Anita Alvarez, a prosecutor in the State’s Attorney’s office, spoke of her humble beginnings. She was born and raised in the Pilsen community, she told the audience. Alvarez’s father was a waiter and her mother a seamstress. As a youth, her mother encouraged Alvarez to “marry a lawyer.”

Instead, she went into law herself, landing a job with the Cook County State’s Attorney’s Office as chief deputy in 1986, a position she currently holds.

Alvarez was one of the prosecutors in the 1997 “Girl X” case, involving a man who viciously beat, strangled, sexually-assaulted and poisoned a nine-year-old South Side girl. Her efforts led to the conviction of Patrick Sykes in 2001.

Alvarez’s platform includes harsher penalties for police found guilty of misconduct.

“I have prosecuted cases involving rogue police officers misusing their power and I know how serious the problem with corruption in law enforcement is,” she said. “I have the experience, qualifications and passion to effect the system of law in this county.”

Cook County Commissioner Tony Peraica is unopposed in the Republican primary next Tuesday.

“Continuing a campaign of reform,” was the key message Peraica looked to convey to voters.

Political corruption at the state level is his main concern, but he also promised to protect seniors and the disabled from scams. Peraica wants to prosecute companies responsible for scams and make restitution available to families.

“Our county government has become a hotbed of seedy dealings and questionable activities. So much so that people have begun to refer to it as ‘Crook County,'” he said. “I want to audit the books and lock up the crooks. I opposed [Board President] Stroger’s recent budget, which protected the county’s patronage armies at the expense of needed health care providers and facilities.”

Peraica added, “I want to have my own special committee assigned to audit the workers of Cook County to find out what they are spending your tax dollars on.”

Larry Suffredin, who’s also a Cook County commissioner, has practiced law for over 32 years.

Suffredin’s goals if elected State’s Attorney is to ensure fair treatment in sentencing for blacks and cut down on gun violence at schools.

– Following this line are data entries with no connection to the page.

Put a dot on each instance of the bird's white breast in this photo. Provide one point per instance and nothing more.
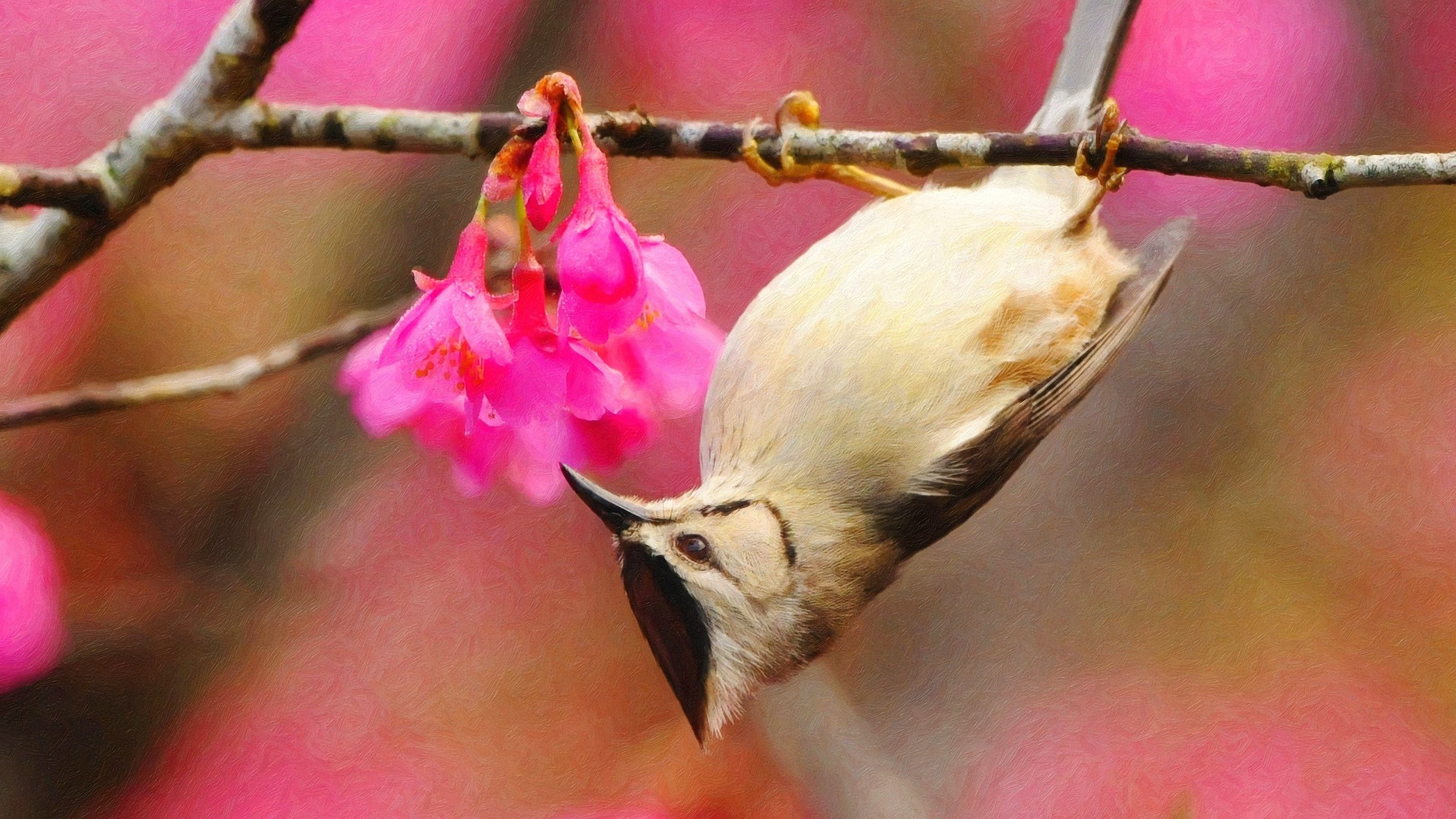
(900, 334)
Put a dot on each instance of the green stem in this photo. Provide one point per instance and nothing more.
(525, 225)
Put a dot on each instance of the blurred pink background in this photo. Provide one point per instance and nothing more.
(1223, 588)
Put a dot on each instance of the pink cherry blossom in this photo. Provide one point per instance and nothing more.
(581, 381)
(31, 632)
(542, 181)
(450, 336)
(670, 352)
(597, 256)
(535, 168)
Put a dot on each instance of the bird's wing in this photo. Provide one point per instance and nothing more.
(961, 480)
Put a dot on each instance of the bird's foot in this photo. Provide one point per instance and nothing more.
(1106, 139)
(806, 113)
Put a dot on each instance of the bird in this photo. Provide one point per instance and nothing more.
(877, 393)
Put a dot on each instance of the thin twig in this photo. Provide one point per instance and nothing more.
(92, 398)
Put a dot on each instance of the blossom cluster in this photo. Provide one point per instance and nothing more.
(519, 384)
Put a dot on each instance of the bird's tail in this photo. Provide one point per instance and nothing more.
(1085, 67)
(1078, 89)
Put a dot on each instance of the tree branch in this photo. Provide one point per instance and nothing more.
(92, 398)
(261, 126)
(213, 110)
(158, 148)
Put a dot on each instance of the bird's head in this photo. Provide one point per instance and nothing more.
(730, 592)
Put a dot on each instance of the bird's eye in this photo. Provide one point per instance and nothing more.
(695, 548)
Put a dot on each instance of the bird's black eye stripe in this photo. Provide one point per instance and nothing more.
(693, 548)
(724, 508)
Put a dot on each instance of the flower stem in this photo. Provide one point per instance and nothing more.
(525, 227)
(574, 126)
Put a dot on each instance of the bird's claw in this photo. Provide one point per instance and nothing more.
(804, 110)
(1106, 139)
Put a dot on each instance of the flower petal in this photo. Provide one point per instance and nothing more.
(672, 286)
(542, 181)
(480, 329)
(468, 268)
(592, 385)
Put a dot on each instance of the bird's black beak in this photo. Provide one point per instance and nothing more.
(617, 512)
(666, 611)
(672, 620)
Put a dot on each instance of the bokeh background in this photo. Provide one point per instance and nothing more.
(1227, 586)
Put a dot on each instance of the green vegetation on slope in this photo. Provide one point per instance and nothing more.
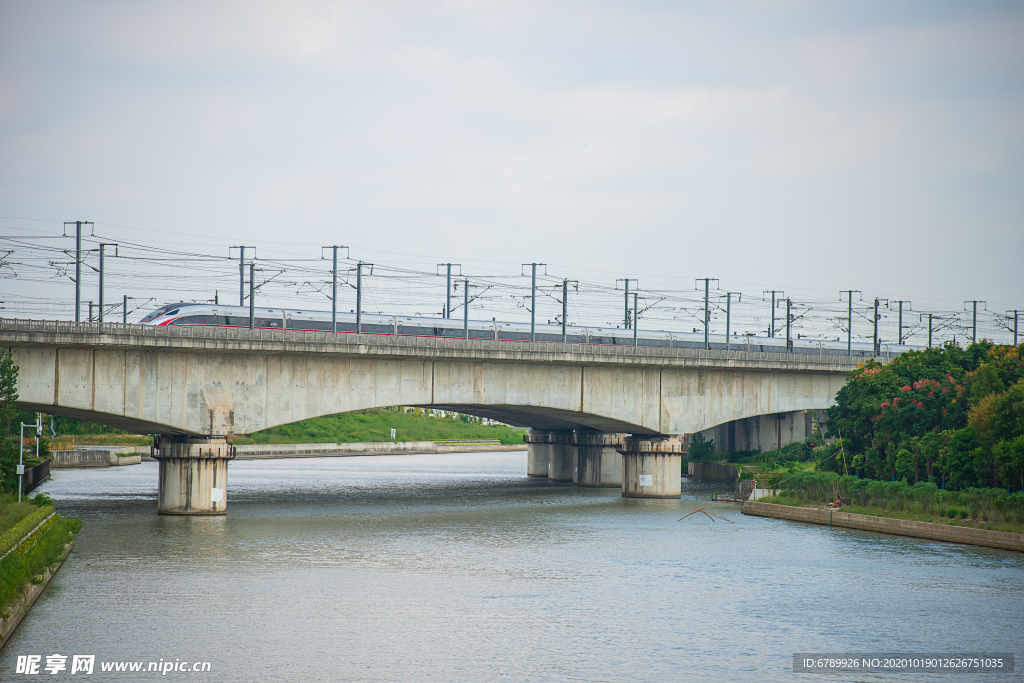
(29, 558)
(376, 425)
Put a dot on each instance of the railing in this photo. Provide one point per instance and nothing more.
(340, 341)
(470, 441)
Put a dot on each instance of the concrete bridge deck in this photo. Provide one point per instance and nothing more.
(223, 381)
(197, 385)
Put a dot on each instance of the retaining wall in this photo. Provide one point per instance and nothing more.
(948, 532)
(20, 606)
(35, 475)
(256, 452)
(94, 458)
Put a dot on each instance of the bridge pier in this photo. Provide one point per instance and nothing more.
(598, 464)
(193, 475)
(652, 466)
(538, 453)
(563, 455)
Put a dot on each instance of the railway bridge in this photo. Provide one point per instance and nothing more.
(585, 404)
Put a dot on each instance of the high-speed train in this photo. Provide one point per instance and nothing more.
(203, 314)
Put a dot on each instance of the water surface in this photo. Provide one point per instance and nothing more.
(458, 567)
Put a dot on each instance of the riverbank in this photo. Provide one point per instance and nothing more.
(264, 451)
(15, 611)
(836, 517)
(34, 543)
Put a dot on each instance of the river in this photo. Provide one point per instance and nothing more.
(458, 567)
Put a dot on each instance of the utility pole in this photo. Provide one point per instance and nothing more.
(728, 316)
(900, 336)
(532, 300)
(974, 323)
(334, 284)
(771, 328)
(788, 317)
(242, 272)
(78, 264)
(626, 319)
(929, 328)
(565, 304)
(448, 289)
(252, 296)
(465, 310)
(124, 309)
(876, 349)
(358, 298)
(849, 328)
(636, 311)
(707, 282)
(101, 246)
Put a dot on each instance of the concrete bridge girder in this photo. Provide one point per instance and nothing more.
(215, 393)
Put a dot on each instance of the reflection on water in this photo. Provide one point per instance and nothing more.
(458, 567)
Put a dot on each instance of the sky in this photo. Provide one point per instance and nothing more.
(797, 145)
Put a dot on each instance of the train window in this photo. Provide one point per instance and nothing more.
(196, 319)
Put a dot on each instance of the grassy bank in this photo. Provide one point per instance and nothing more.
(903, 514)
(31, 556)
(372, 425)
(99, 439)
(376, 425)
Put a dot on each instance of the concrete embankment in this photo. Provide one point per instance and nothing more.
(261, 451)
(22, 604)
(96, 457)
(830, 517)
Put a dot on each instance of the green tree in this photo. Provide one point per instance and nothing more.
(985, 381)
(1010, 456)
(1008, 422)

“There is definitely something wrong with a system that would have African-Americans serve a five-percent longer sentence than whites for the same crime,” he said.

Suffredin added that the younger generation have to face issues that his generation never had to, namely the concern over whether they will live out the school year. Logan, a candidate for 78th district state representative, took a swipe at Graham, saying that issues such as police brutality and gentrification, “have been discussed and debated for over 40 years and still have not changed.”

She also called House Bill 4050, which Graham supported, “discriminatory against blacks.”

Graham, however, asserted that the bill was a “pilot program,” meant to protect minority communities from predatory lenders.